LE LIBERTINAGE DES RELIGIEUSES

L'ANGE DU CAMPANILE DE SAINT-MARC

LA VIERGE VENITIENNE

DEUX CURIEUSES SCULPTURES AU DESSUS DU PALAIS CAMERLENGHI AU RIALTO

LES PREMIERES BOUCLES D'OREILLE

AVER UN TRENTUNO - AVER UN TRENTASSIE

LA BELLE BAROZZA

LORENZINO DE MEDICIS

L'AUBERGE DU PELERIN

FRA MATTEO DA BASCIO

 

LI

LE LIBERTINAGE DES RELIGIEUSES

Grand était le libertinage chez nos religieuses, lesquelles au début vivaient sans être cloîtrées, si bien qu'elles pouvaient accueillir toute personne qu'elles désiraient dans l'enceinte sacrée.

Parfois, sous le prétexte d'une santé fragile, elles se faisaient accorder le permis de séjourner pour plusieurs semaines dans leurs familles. Mais en réalité elles partaient pour un séjour à la campagne avec leurs amants sur la terre ferme.
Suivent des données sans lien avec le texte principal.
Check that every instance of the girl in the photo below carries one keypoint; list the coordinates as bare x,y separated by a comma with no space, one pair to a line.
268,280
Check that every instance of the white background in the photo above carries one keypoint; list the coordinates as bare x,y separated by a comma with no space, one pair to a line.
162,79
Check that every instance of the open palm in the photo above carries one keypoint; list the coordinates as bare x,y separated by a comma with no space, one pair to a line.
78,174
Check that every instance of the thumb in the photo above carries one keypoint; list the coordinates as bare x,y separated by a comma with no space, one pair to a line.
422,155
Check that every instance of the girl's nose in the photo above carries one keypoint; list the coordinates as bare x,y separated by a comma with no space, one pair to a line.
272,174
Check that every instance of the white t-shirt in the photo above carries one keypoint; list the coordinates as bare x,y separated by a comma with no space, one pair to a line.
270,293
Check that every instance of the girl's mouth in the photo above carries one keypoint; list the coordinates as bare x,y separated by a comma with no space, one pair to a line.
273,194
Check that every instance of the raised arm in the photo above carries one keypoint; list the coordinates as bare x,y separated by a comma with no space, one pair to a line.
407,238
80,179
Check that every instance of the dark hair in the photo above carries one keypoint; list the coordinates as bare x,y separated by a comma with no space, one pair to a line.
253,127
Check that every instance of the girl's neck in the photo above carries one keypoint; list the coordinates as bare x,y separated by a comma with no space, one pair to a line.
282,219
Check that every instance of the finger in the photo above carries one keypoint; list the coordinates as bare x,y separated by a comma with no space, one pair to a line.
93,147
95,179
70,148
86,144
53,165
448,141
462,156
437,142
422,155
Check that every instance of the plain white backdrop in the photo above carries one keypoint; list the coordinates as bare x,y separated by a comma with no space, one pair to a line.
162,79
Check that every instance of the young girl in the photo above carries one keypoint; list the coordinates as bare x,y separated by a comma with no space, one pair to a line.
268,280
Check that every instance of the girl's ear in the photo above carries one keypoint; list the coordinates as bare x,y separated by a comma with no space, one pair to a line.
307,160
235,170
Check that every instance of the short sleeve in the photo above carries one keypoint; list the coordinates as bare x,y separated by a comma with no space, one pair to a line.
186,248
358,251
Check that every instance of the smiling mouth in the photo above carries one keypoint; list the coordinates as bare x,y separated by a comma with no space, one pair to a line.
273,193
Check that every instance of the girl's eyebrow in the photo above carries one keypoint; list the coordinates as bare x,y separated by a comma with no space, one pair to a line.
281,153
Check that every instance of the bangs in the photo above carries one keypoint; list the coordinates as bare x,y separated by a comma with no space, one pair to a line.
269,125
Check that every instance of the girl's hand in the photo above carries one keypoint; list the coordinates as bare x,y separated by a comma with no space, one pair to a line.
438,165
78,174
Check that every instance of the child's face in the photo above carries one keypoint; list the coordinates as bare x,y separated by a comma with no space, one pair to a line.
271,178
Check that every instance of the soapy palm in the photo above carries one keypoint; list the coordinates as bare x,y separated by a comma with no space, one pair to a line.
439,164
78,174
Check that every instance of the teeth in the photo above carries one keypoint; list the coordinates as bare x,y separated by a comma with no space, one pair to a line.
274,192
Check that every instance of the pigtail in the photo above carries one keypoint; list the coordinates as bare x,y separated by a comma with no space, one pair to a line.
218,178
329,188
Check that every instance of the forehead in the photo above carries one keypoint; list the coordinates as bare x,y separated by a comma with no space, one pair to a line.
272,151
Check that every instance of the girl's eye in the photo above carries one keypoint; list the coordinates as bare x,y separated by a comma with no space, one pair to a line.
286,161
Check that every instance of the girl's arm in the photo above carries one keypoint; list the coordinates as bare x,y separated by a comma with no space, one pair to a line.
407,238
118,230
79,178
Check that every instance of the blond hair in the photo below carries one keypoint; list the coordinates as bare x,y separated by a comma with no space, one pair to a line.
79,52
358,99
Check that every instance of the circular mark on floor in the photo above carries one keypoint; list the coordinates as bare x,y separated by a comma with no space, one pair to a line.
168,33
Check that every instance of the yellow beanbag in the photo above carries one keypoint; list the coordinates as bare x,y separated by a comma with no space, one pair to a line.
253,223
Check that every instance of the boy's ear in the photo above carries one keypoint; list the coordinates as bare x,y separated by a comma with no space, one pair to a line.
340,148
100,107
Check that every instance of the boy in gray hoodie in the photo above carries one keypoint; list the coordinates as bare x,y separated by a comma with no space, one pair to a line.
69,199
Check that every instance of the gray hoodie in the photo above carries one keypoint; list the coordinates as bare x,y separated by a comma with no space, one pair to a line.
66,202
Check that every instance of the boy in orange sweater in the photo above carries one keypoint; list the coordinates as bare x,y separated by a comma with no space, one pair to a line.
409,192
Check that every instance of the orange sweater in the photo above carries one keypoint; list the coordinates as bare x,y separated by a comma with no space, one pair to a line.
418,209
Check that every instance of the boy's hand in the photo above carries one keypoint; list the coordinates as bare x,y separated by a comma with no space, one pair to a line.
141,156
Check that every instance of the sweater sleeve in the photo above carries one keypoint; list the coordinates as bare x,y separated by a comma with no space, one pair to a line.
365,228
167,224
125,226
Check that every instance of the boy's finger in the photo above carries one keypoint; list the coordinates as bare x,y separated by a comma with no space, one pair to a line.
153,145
Sanuto raconte qu'en 1509 les sœurs de la Celestia admirent dans leur couvent une bande de jeunes patriciens, avec lesquels elles dansèrent toue une nuit au son des fifres et des trompettes.

Et puisque la mauvaise habitude s'était répandue en dehors de Venise, nous lisons encore sus la plume de Sanuto : le 6 mai 1519 se tint une audience concernant les monastères de la régions qui sont de vrais lupanars

La clôture ayant été instituée, les scandales s ne cessèrent pas pour autant. Il n'était pas rare que les religieuses, grâce à des entremetteuses habiles, rejoignent le but désiré.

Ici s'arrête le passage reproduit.